Baca berita dengan sedikit iklan, klik di sini
Sebuah kekonyolan terjadi di Pengadilan Negeri Jakarta Selatan, Rabu pekan lalu. Seorang jaksa membacakan tuntutannya terhadap Teguh Santosa, Pemimpin Redaksi Rakyat Merdeka online, yang didakwa melakukan tindak pidana penodaan agama karena gambar yang dimuat di situs Internetnya, 2 Februari silam. Dakwaan ini tak hanya dinilai oleh para pemuka agama Islam yang mengikuti kasus ini sebagai tudingan keliru, tapi juga mengada-ada.
Sebagai seorang wartawan, Teguh Santosa memang sempat memuat gambar kartun Nabi Muhammad yang diributkan itu di situs Internetnya sebagai pelengkap artikel kritis yang diturunkan. Namun, ia tak memampangkannya seperti aslinya. Sebagai seorang muslim yang saleh, ia merasa perlu menutup wajah kartun ini secara digital. Ia merasa hal itu perlu dilakukan untuk menghormati keyakinan sebagian besar umat Islam—termasuk dirinya—untuk tidak menampilkan gambar wajah Nabi Muhammad.
Siapa nyana, polisi dan jaksa yang memeriksanya malah berpendapat kiat penutupan wajah gambar itu justru merupakan penghinaan.
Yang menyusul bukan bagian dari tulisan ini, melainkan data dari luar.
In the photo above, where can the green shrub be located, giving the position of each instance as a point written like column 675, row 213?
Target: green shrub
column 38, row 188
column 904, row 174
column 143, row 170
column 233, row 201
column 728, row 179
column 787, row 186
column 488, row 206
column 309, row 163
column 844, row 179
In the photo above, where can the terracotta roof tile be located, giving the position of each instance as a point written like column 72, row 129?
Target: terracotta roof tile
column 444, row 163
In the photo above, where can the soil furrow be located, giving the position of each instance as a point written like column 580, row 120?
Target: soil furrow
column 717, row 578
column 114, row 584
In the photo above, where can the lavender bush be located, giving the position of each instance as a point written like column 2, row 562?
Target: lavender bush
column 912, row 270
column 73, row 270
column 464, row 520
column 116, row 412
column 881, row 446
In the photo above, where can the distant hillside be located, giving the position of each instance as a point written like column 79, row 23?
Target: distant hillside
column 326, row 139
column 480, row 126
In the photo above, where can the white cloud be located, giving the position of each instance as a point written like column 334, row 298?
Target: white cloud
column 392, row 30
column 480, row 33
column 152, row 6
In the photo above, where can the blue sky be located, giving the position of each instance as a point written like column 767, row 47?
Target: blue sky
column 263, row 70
Bahkan, tak lama setelah berkas perkaranya diterima Kejaksaan Tinggi Jakarta, Teguh Santosa sempat dijebloskan ke dalam tahanan. Alasan resminya hanya karena ancaman hukuman pasal KUHP yang dikenakan padanya adalah penjara lima tahun. Kenyataan bahwa ia selalu bertindak kooperatif selama diperiksa dan tak pernah berniat melarikan diri ataupun merusak barang bukti ternyata dicampakkan.
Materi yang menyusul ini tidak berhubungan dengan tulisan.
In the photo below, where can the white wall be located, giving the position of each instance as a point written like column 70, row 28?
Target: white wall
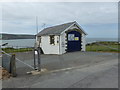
column 63, row 43
column 47, row 47
column 83, row 42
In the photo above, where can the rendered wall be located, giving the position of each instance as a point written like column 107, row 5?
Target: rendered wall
column 47, row 47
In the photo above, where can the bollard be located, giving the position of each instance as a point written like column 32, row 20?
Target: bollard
column 13, row 65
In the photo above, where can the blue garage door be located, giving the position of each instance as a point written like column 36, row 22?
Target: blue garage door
column 74, row 41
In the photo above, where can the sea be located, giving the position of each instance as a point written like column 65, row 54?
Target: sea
column 30, row 42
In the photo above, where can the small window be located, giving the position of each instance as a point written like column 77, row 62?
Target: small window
column 52, row 41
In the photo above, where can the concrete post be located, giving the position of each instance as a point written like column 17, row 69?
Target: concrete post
column 13, row 65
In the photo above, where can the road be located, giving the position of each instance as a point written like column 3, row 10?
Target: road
column 101, row 74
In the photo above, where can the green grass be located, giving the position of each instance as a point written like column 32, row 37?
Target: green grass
column 11, row 50
column 96, row 47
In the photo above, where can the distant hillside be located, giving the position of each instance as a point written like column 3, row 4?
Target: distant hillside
column 16, row 36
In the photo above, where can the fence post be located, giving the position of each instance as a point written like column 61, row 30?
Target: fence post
column 13, row 66
column 39, row 61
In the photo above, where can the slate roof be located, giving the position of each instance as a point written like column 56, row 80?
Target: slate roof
column 55, row 30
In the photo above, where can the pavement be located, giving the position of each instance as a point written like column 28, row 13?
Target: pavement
column 71, row 70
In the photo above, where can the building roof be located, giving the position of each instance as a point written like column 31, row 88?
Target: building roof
column 55, row 30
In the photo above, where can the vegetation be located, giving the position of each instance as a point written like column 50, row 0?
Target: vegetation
column 104, row 47
column 11, row 50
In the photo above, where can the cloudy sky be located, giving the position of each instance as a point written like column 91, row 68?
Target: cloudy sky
column 98, row 19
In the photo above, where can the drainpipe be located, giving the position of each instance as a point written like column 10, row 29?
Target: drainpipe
column 59, row 44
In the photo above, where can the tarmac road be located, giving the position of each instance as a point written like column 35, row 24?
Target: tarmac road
column 104, row 75
column 101, row 72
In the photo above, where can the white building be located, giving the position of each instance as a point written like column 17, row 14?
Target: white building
column 68, row 37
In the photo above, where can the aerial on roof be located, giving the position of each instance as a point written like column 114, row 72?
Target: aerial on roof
column 55, row 30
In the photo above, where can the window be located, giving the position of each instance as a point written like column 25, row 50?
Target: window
column 52, row 41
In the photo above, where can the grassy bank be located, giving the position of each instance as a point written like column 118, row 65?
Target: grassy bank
column 103, row 47
column 12, row 50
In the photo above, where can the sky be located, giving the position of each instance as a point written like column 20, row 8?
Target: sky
column 98, row 19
Beruntung, karena berita penahanannya dan protes organisasi para wartawan cukup nyaring, para petinggi di Kejaksaan Agung memperhatikan kasus ini dan menangguhkan penahanan Teguh keesokan harinya. Sayangnya, tindakan ini tidak diteruskan dengan penggunaan hak deponir tapi malah dilanjutkan dengan mengirim berkas ke pengadilan. Akibatnya, sidang pun bergulir dan sebuah bom kekonyolan kini menunggu waktu untuk meledak.
Bagaimana tidak. Kini pembela Teguh telah berhasil mendapatkan konfirmasi kesediaan beberapa tokoh agama Islam untuk memberikan kesaksian yang menguntungkan terdakwa. Para ulama itu berasal dari berbagai organisasi, dari yang moderat hingga yang selama ini dikenal beraliran paling keras. Bila kesaksian ini jadi berlangsung, bayangkan citra yang muncul: pemerintah (dalam hal ini diwakili polisi dan jaksa) ternyata merasa lebih tahu tentang agama Islam ketimbang para ulama itu, dan—ini yang lebih memalukan—pemerintah menganut garis yang lebih keras ketimbang tokoh seperti Habib Riziek maupun Ustad Ba’asyir.
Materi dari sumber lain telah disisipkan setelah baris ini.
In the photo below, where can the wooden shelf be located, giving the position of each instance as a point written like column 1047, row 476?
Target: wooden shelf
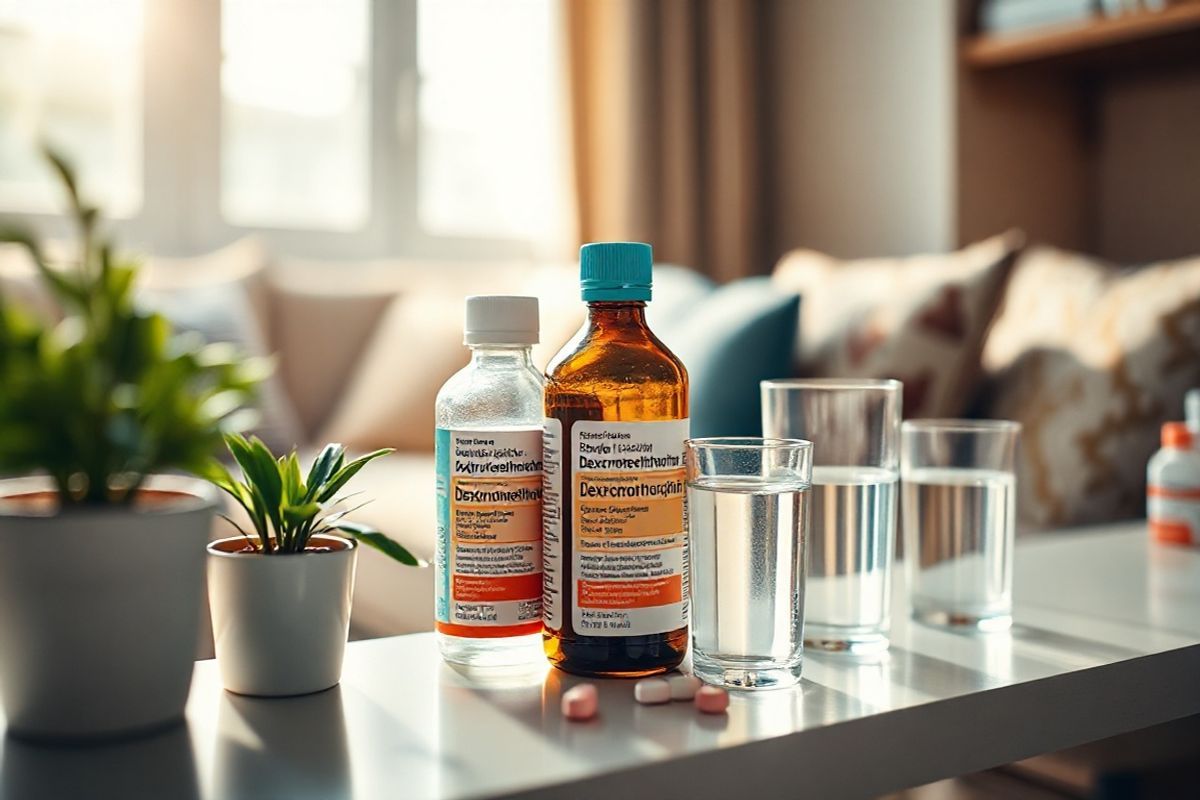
column 1092, row 37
Ini jelas bukan citra yang diinginkan pemerintah. Itu sebabnya akan lebih kesatria bila kejaksaan sebaiknya segera memperbaiki kekeliruan yang telah terjadi, kalau perlu dengan melakukan tuntutan bebas. Biarkan persoalan media dan keyakinan agama diselesaikan di luar pengadilan, misalnya di Dewan Pers atau melalui dialog para pemuka agama. Waktu dan tenaga para polisi dan jaksa sebaiknya dimanfaatkan semaksimal mungkin untuk mengurus persoalan kriminal saja. Dengan demikian, kekonyolan tak perlu terjadi lagi di pengadilan kita.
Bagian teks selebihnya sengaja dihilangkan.